1. Start with the bottleneck, not the block diagram
It is tempting to begin with a clean architecture drawing. In practice, I get better results by starting from one question:
What is the real bottleneck for this workload under a realistic resource budget?
For example, in a transformer-oriented accelerator study, the answer is often not simply “MAC throughput.” It may be:
- on-chip SRAM capacity
- activation movement between tiles
- reduction latency
- utilization collapse on irregular shapes
Once that bottleneck is clear, the architectural discussion becomes much sharper.
2. Build a small model before building detailed hardware
My preferred first step is a compact simulator or analytical model that can answer:
- cycle estimate
- buffer requirement
- PE utilization
- data reuse opportunity
- communication pressure
It does not need to be perfect. It only needs to be fast enough to compare design choices honestly.
For instance, a simple configuration table like this is already useful:
workload:
m: 4096
n: 4096
k: 4096
array:
rows: 16
cols: 16
mapping:
tile_m: 128
tile_n: 128
tile_k: 64
dataflow: output-stationary
With a setup like this, I can quickly test whether a change in tile size improves reuse or only increases control complexity.

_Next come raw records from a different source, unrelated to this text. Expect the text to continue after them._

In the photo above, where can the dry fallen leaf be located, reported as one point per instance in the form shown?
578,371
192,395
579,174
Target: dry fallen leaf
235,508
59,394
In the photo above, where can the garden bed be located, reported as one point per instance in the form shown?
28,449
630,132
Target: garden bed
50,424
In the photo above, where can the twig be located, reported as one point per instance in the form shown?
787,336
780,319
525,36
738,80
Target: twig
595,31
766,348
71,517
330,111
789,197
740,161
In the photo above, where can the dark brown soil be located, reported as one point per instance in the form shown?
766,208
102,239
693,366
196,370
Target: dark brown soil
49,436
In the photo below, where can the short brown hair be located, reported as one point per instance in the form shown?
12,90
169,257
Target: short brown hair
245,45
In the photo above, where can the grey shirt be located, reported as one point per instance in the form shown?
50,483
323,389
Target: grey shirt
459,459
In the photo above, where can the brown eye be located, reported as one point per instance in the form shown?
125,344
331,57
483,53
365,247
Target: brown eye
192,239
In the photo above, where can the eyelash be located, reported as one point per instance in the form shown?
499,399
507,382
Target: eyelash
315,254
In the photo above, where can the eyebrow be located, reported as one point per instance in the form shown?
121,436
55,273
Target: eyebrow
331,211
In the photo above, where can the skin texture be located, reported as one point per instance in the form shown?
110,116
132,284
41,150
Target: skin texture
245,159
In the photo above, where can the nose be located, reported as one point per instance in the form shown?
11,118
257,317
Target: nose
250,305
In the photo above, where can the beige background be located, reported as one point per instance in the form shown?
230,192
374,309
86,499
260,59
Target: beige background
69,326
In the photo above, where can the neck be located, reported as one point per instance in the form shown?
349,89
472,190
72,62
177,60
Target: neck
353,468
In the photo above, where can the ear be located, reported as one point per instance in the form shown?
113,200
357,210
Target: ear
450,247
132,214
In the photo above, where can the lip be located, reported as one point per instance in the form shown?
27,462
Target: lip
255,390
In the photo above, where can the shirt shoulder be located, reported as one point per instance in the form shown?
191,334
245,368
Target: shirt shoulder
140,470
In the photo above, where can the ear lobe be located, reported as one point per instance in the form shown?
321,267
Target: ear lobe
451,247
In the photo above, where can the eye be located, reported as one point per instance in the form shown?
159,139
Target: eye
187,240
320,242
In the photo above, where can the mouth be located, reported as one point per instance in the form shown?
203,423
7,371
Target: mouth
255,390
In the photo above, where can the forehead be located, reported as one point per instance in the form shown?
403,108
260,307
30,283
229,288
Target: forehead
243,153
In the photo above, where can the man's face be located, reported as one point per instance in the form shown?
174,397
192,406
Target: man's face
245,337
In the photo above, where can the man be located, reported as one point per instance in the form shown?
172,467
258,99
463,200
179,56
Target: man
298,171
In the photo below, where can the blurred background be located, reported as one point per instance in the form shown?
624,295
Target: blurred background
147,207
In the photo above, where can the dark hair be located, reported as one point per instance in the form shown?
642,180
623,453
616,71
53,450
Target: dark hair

3. Keep the evaluation metrics simple and comparable
At the beginning, I try to track only a few metrics consistently:
- total cycles
- estimated memory traffic
- utilization
- latency to first output
- basic area proxies such as buffer count or array size
Even rough metrics are valuable if they are measured in a consistent way across all candidates.
4. Delay implementation detail until the design space becomes narrower
I have learned that early over-implementation can hide weak ideas behind a lot of code. If the model still shows unclear trade-offs, it is usually too early to optimize controllers, interfaces, or verification infrastructure.
Once two or three promising candidates remain, then it makes sense to move toward:
- a cleaner simulator
- RTL microarchitecture sketches
- interface definition
- verification planning
That transition is much easier when the earlier exploration already established why a design should exist.
Closing thought
Good accelerator work is not only about building fast hardware. It is also about building a workflow that helps us reject bad assumptions early.
That is the kind of note I want to keep sharing here: small, practical ideas from architecture exploration, hardware implementation, and research-in-progress.